Reacción gubernamental y alerta militar
La presión ejercida en las calles provocó una respuesta institucional inmediata a nivel estatal. Este lunes, el ministro de Política Territorial, Ángel Víctor Torres, se desplazó de urgencia a la ciudad autónoma para reunirse con el presidente ceutí, Juan Jesús Vivas. El encuentro abordará la gestión de los 1,342 menores no acompañados que ya se encuentran registrados en la ciudad, priorizando los procesos de reagrupación familiar y filiación.
La agenda gubernamental de la semana contempla además la llegada inminente del ministro de Asuntos Exteriores, José Manuel Albares, este martes, seguida de la visita de la ministra de Defensa, Margarita Robles.

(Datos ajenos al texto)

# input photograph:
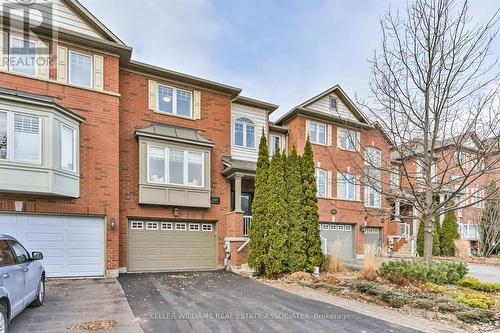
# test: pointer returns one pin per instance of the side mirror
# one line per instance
(37, 255)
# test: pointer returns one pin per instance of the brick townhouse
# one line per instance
(108, 164)
(455, 157)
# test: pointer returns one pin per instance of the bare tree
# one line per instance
(435, 88)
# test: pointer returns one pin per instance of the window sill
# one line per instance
(173, 115)
(67, 84)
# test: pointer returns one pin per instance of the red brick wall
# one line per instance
(337, 160)
(214, 125)
(98, 153)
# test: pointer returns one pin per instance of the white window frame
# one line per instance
(194, 227)
(30, 40)
(206, 227)
(348, 183)
(246, 122)
(350, 135)
(167, 226)
(272, 141)
(137, 225)
(316, 140)
(11, 137)
(75, 146)
(71, 51)
(336, 103)
(151, 225)
(180, 227)
(174, 101)
(325, 173)
(185, 167)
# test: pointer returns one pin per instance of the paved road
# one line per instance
(225, 302)
(70, 302)
(485, 273)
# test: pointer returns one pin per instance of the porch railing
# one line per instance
(247, 221)
(469, 231)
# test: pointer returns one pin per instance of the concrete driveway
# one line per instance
(70, 302)
(225, 302)
(484, 273)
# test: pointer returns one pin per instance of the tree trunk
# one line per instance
(429, 233)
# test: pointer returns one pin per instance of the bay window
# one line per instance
(27, 138)
(174, 101)
(80, 69)
(317, 133)
(175, 166)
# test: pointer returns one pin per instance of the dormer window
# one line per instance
(244, 133)
(333, 103)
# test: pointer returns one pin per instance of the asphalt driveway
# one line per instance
(71, 302)
(224, 302)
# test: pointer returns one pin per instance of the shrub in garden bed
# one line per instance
(475, 316)
(476, 300)
(475, 284)
(407, 271)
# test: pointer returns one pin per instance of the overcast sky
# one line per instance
(283, 52)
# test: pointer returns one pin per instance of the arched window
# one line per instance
(244, 133)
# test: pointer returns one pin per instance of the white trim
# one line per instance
(185, 166)
(137, 225)
(316, 139)
(91, 72)
(174, 101)
(150, 225)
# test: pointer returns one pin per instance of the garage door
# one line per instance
(166, 246)
(374, 236)
(342, 234)
(71, 246)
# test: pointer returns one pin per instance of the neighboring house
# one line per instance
(351, 209)
(454, 157)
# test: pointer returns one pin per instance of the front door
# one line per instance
(246, 203)
(12, 278)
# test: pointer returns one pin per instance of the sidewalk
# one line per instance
(371, 310)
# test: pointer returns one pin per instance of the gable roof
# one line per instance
(304, 108)
(89, 18)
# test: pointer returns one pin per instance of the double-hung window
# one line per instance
(20, 137)
(317, 133)
(175, 101)
(275, 144)
(373, 185)
(347, 139)
(22, 56)
(80, 69)
(175, 166)
(321, 183)
(244, 133)
(347, 186)
(68, 148)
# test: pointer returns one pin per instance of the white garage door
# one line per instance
(71, 246)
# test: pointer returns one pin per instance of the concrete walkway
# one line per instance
(70, 302)
(484, 273)
(372, 310)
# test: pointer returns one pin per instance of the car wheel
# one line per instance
(4, 321)
(40, 297)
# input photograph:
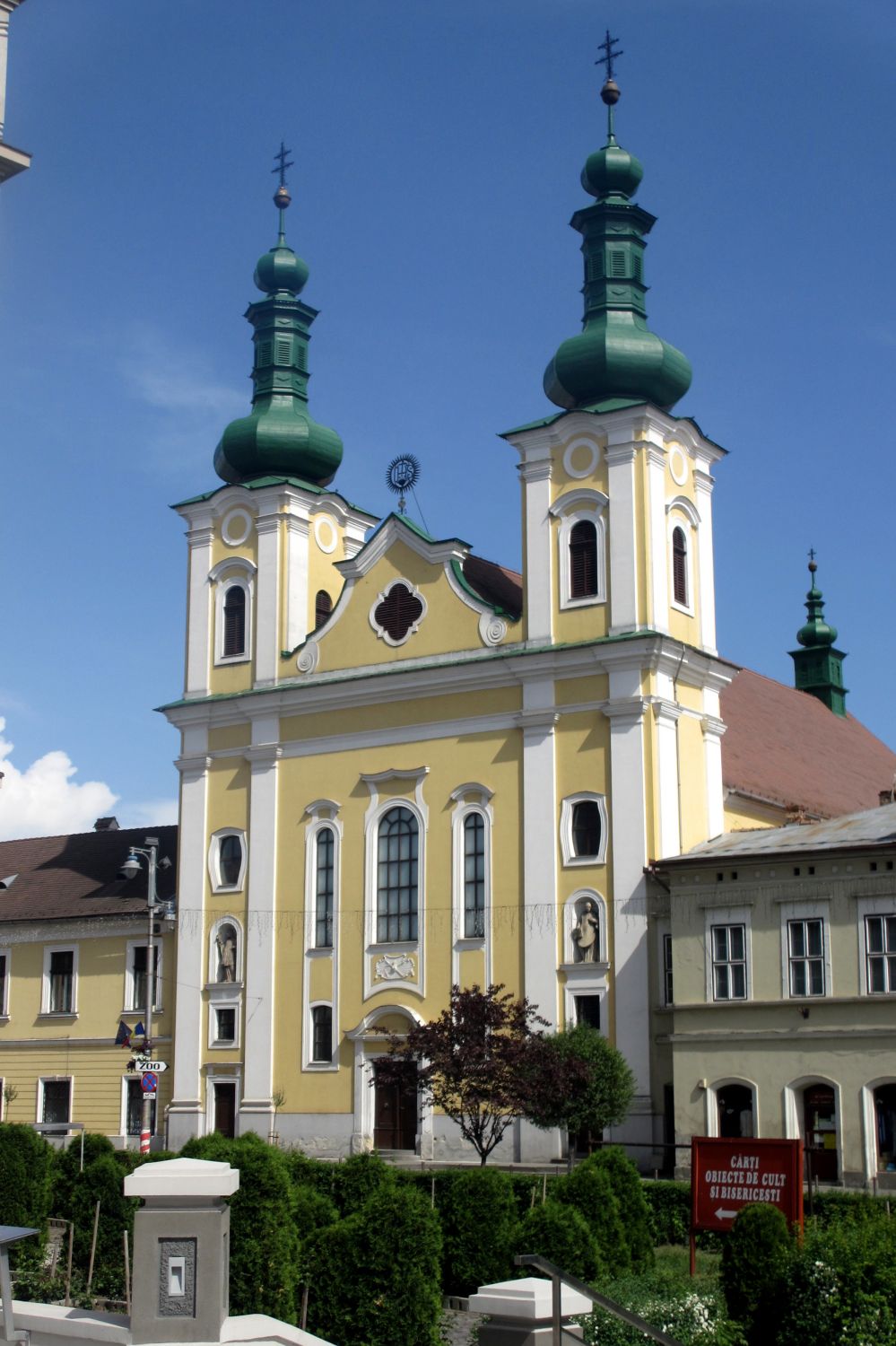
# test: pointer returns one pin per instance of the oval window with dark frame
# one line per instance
(398, 611)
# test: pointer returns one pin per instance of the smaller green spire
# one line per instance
(818, 667)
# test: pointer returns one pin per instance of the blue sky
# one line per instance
(438, 151)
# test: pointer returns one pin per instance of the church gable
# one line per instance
(409, 597)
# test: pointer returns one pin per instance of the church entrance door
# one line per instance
(396, 1112)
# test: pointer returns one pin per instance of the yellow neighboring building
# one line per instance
(73, 968)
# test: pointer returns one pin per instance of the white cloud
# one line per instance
(43, 800)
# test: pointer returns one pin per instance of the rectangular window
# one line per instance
(322, 1033)
(880, 955)
(667, 982)
(139, 976)
(729, 963)
(325, 888)
(61, 998)
(57, 1103)
(226, 1025)
(806, 953)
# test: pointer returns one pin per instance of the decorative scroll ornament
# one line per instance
(395, 966)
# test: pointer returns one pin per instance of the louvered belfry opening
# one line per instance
(583, 560)
(323, 607)
(234, 616)
(680, 567)
(398, 611)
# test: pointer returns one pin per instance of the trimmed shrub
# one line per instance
(478, 1225)
(632, 1203)
(374, 1276)
(561, 1235)
(591, 1192)
(264, 1243)
(753, 1268)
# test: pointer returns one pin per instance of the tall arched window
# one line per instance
(583, 560)
(234, 619)
(325, 887)
(397, 877)
(680, 567)
(474, 875)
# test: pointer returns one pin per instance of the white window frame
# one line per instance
(309, 1062)
(728, 917)
(580, 506)
(213, 953)
(805, 912)
(681, 513)
(5, 952)
(48, 949)
(214, 861)
(129, 1007)
(567, 809)
(241, 572)
(53, 1079)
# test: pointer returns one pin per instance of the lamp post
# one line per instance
(129, 869)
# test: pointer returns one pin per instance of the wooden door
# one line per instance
(225, 1108)
(396, 1114)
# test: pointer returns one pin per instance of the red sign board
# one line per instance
(728, 1174)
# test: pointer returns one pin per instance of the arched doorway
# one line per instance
(820, 1131)
(735, 1111)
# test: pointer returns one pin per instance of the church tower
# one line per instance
(405, 766)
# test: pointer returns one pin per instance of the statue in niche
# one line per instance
(587, 933)
(226, 944)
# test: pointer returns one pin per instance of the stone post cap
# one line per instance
(527, 1299)
(183, 1178)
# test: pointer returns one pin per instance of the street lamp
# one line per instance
(129, 870)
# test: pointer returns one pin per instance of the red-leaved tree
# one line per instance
(474, 1062)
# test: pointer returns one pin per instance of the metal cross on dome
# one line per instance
(610, 56)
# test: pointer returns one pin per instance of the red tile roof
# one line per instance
(59, 878)
(787, 747)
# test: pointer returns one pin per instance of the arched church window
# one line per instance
(323, 607)
(583, 560)
(680, 567)
(397, 852)
(234, 619)
(587, 828)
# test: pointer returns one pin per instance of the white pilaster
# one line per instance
(666, 715)
(199, 536)
(268, 597)
(704, 493)
(623, 538)
(186, 1111)
(261, 918)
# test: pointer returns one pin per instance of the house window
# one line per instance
(134, 1109)
(325, 845)
(137, 998)
(234, 619)
(322, 1034)
(225, 1025)
(583, 560)
(587, 828)
(806, 952)
(56, 1106)
(61, 982)
(397, 877)
(680, 567)
(729, 963)
(667, 975)
(474, 875)
(880, 955)
(323, 607)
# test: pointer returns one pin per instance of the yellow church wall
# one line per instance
(425, 710)
(448, 624)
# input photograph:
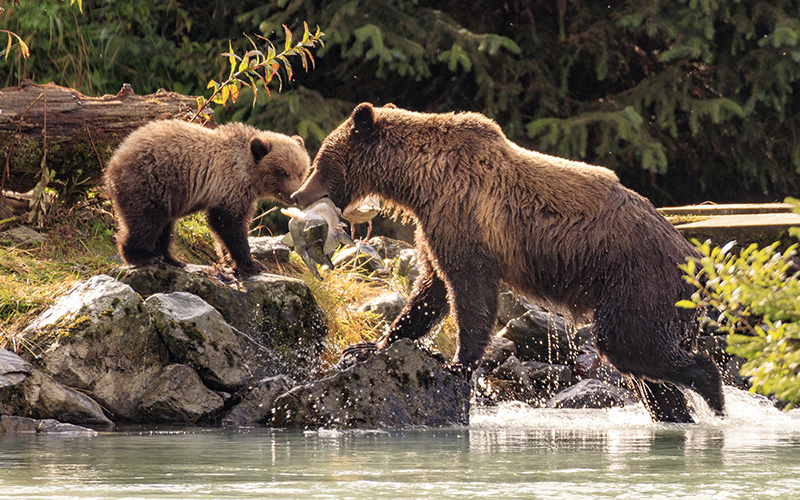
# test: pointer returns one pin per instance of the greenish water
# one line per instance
(508, 452)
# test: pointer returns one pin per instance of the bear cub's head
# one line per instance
(334, 172)
(281, 165)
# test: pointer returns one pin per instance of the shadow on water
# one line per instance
(510, 451)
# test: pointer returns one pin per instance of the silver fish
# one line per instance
(315, 233)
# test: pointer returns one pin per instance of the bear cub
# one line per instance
(169, 169)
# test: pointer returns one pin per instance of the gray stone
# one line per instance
(589, 364)
(40, 396)
(399, 386)
(590, 393)
(14, 425)
(269, 248)
(512, 369)
(283, 326)
(23, 236)
(406, 265)
(362, 257)
(541, 336)
(389, 248)
(548, 372)
(196, 335)
(179, 396)
(256, 406)
(99, 340)
(387, 306)
(13, 369)
(498, 350)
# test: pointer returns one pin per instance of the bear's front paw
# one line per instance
(250, 269)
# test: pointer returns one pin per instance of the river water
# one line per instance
(512, 451)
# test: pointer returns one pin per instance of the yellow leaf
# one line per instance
(288, 38)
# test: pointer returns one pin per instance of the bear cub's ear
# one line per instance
(363, 118)
(259, 148)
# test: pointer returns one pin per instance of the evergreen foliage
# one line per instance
(687, 100)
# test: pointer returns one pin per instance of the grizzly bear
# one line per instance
(168, 169)
(561, 232)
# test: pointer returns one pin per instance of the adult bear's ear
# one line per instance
(259, 148)
(363, 118)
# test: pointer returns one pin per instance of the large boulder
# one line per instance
(196, 335)
(591, 393)
(179, 396)
(399, 386)
(16, 425)
(543, 336)
(26, 391)
(279, 318)
(99, 340)
(256, 405)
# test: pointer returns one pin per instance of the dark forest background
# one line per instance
(687, 100)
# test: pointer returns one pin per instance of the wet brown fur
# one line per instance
(563, 232)
(168, 169)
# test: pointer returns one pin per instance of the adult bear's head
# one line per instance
(342, 161)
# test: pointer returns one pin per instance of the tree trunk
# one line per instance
(75, 133)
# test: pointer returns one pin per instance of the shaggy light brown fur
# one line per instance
(563, 232)
(168, 169)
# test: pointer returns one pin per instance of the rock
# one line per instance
(23, 237)
(731, 373)
(548, 373)
(498, 350)
(387, 306)
(13, 369)
(389, 248)
(179, 396)
(256, 406)
(282, 324)
(196, 335)
(269, 248)
(547, 379)
(589, 364)
(406, 265)
(99, 340)
(12, 425)
(361, 257)
(40, 396)
(541, 336)
(512, 369)
(26, 391)
(590, 393)
(399, 386)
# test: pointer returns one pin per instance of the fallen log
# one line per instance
(77, 133)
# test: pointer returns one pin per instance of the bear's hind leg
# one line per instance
(664, 401)
(474, 280)
(163, 244)
(426, 306)
(703, 376)
(230, 228)
(138, 244)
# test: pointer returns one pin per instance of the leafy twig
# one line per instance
(257, 66)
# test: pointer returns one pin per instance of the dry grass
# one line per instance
(80, 245)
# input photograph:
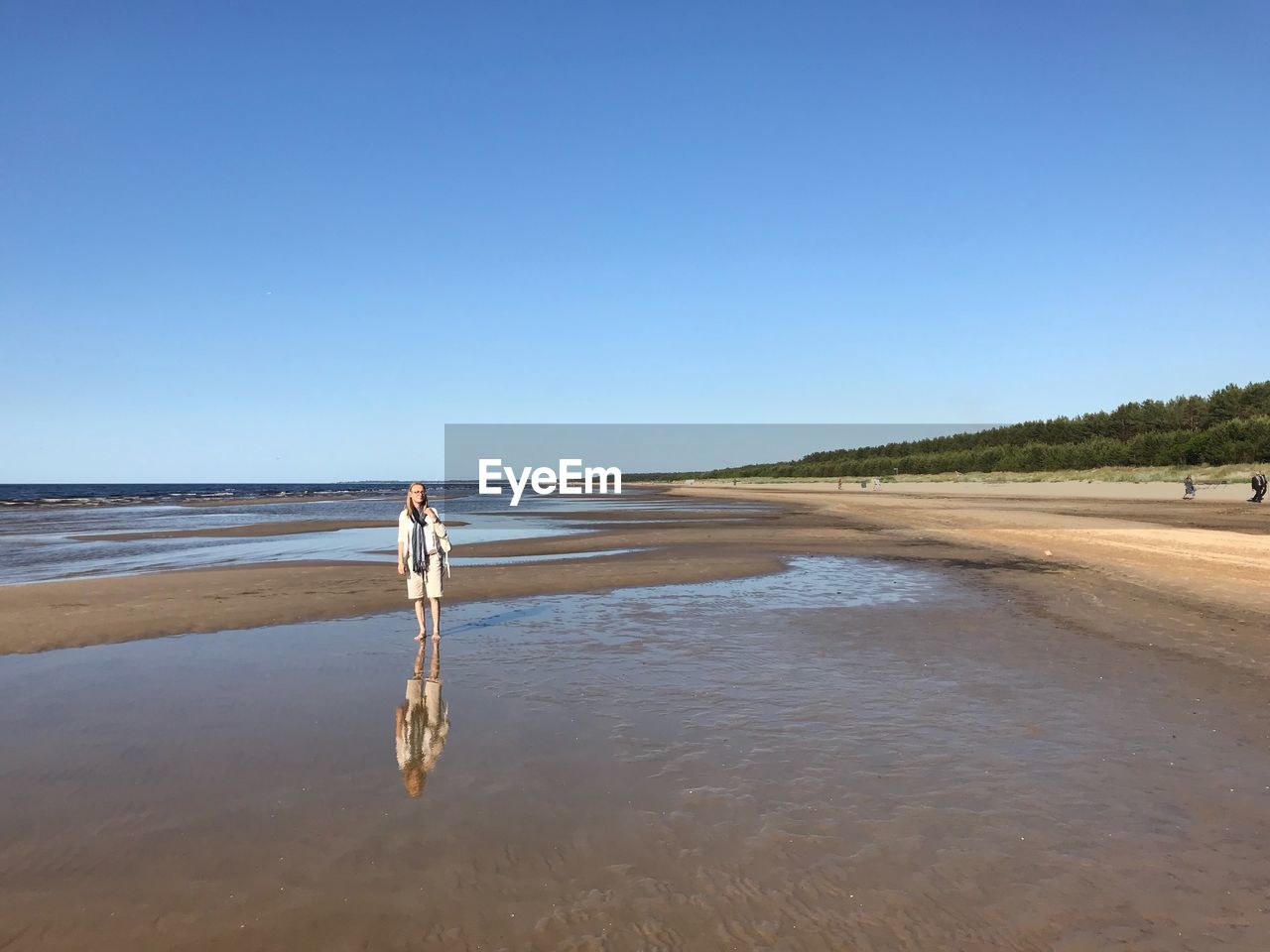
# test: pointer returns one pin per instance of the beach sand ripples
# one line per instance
(846, 756)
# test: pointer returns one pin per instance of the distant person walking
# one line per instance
(422, 560)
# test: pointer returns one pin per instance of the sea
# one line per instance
(60, 531)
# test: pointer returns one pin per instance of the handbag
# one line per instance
(444, 543)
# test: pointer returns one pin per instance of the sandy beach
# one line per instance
(765, 717)
(1185, 574)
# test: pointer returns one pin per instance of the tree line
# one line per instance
(1230, 425)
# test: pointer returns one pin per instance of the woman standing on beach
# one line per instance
(422, 560)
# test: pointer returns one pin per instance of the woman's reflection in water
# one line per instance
(421, 734)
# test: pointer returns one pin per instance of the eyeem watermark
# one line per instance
(571, 480)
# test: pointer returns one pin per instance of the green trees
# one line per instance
(1230, 425)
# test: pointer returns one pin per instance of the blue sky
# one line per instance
(289, 241)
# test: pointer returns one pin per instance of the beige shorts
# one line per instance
(414, 587)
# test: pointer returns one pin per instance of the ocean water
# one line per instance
(37, 540)
(849, 754)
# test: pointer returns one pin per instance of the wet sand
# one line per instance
(1189, 576)
(249, 531)
(853, 754)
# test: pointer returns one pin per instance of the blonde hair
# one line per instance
(409, 503)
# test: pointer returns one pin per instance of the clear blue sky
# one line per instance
(266, 241)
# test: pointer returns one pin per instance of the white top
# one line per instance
(430, 538)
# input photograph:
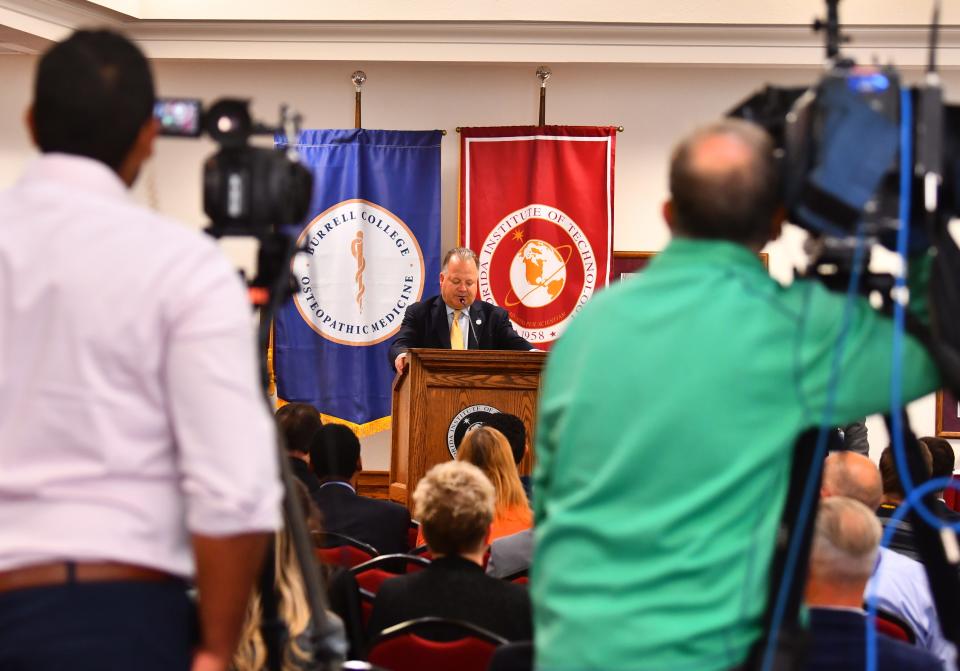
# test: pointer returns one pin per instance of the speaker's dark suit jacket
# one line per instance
(455, 588)
(838, 643)
(382, 524)
(425, 325)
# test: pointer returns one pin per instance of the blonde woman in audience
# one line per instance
(455, 503)
(488, 449)
(251, 654)
(293, 607)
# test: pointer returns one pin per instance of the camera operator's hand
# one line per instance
(204, 660)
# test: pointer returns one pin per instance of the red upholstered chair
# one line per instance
(371, 574)
(893, 626)
(340, 550)
(521, 577)
(434, 643)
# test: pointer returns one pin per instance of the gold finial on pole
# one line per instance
(357, 78)
(543, 74)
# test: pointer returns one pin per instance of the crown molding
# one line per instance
(39, 22)
(684, 44)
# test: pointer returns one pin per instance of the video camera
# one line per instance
(247, 190)
(841, 143)
(865, 159)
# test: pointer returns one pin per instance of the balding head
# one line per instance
(854, 476)
(846, 536)
(725, 185)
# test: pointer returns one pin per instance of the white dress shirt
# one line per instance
(900, 586)
(130, 410)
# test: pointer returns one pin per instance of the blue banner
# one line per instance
(371, 245)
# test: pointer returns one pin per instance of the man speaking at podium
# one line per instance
(455, 319)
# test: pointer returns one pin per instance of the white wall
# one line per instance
(656, 105)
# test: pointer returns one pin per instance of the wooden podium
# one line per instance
(435, 398)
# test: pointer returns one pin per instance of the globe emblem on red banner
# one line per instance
(538, 274)
(539, 265)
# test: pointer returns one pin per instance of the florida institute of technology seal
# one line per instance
(539, 265)
(360, 268)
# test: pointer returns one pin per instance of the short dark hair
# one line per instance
(465, 254)
(513, 429)
(943, 457)
(737, 202)
(298, 422)
(888, 470)
(92, 95)
(334, 452)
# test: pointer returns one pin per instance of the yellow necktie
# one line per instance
(456, 335)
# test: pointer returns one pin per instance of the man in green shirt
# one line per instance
(667, 419)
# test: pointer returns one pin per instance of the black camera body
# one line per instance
(247, 190)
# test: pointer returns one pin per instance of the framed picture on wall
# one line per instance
(948, 415)
(626, 264)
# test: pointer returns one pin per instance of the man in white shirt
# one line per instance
(136, 451)
(898, 583)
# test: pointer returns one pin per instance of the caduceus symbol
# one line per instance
(356, 248)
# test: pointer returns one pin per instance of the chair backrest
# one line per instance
(413, 531)
(895, 627)
(422, 551)
(434, 643)
(371, 574)
(341, 550)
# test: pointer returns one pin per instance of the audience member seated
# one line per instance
(845, 541)
(515, 432)
(335, 459)
(898, 583)
(488, 450)
(293, 607)
(298, 423)
(943, 460)
(893, 496)
(510, 554)
(455, 504)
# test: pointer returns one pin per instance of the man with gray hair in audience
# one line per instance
(898, 583)
(455, 504)
(846, 537)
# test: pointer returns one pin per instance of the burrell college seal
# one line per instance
(360, 268)
(539, 265)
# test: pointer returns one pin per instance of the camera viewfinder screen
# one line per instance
(178, 116)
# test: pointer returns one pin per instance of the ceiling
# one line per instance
(734, 32)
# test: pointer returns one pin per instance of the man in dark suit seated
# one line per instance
(845, 541)
(943, 460)
(455, 319)
(335, 459)
(298, 422)
(513, 429)
(455, 504)
(893, 495)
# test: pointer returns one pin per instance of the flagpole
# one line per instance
(543, 74)
(358, 78)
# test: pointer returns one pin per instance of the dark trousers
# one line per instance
(107, 626)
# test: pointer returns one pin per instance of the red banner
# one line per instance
(536, 205)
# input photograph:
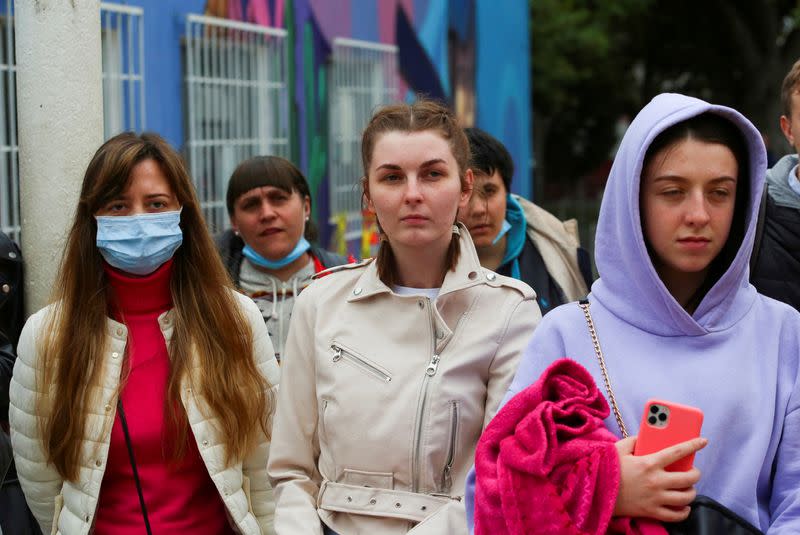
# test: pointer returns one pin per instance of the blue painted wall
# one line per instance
(503, 85)
(164, 26)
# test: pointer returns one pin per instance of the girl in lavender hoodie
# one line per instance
(678, 320)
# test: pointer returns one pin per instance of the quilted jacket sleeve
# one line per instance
(254, 467)
(39, 479)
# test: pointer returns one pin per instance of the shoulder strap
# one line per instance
(584, 304)
(762, 214)
(128, 443)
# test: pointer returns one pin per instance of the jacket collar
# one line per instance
(468, 273)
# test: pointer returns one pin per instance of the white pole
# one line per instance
(60, 125)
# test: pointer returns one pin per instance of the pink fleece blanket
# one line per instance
(546, 463)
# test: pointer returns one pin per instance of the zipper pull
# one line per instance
(430, 371)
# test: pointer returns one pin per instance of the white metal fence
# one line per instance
(237, 102)
(122, 37)
(364, 75)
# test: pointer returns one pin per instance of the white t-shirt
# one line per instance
(430, 293)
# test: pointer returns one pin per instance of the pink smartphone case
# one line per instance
(684, 424)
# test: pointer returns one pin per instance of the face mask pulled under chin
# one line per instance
(139, 244)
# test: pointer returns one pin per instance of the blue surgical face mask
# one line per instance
(301, 247)
(139, 244)
(503, 231)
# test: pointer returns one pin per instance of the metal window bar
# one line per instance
(123, 94)
(237, 103)
(364, 76)
(9, 150)
(122, 36)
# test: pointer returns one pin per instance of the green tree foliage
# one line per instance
(593, 62)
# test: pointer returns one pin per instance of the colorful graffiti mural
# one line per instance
(474, 54)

Los informes de los servicios de inteligencia, que alertan sobre posibles nuevos intentos de entrada masiva previstos para el próximo sábado, han llevado al Ministerio de Defensa a adoptar medidas extraordinarias. El Gobierno ha ordenado la suspensión inmediata de vacaciones y permisos de cerca de 3,000 militares desplegados en la zona, con el objetivo de garantizar la máxima capacidad operativa del ejército ante cualquier contingencia en el perímetro fronterizo.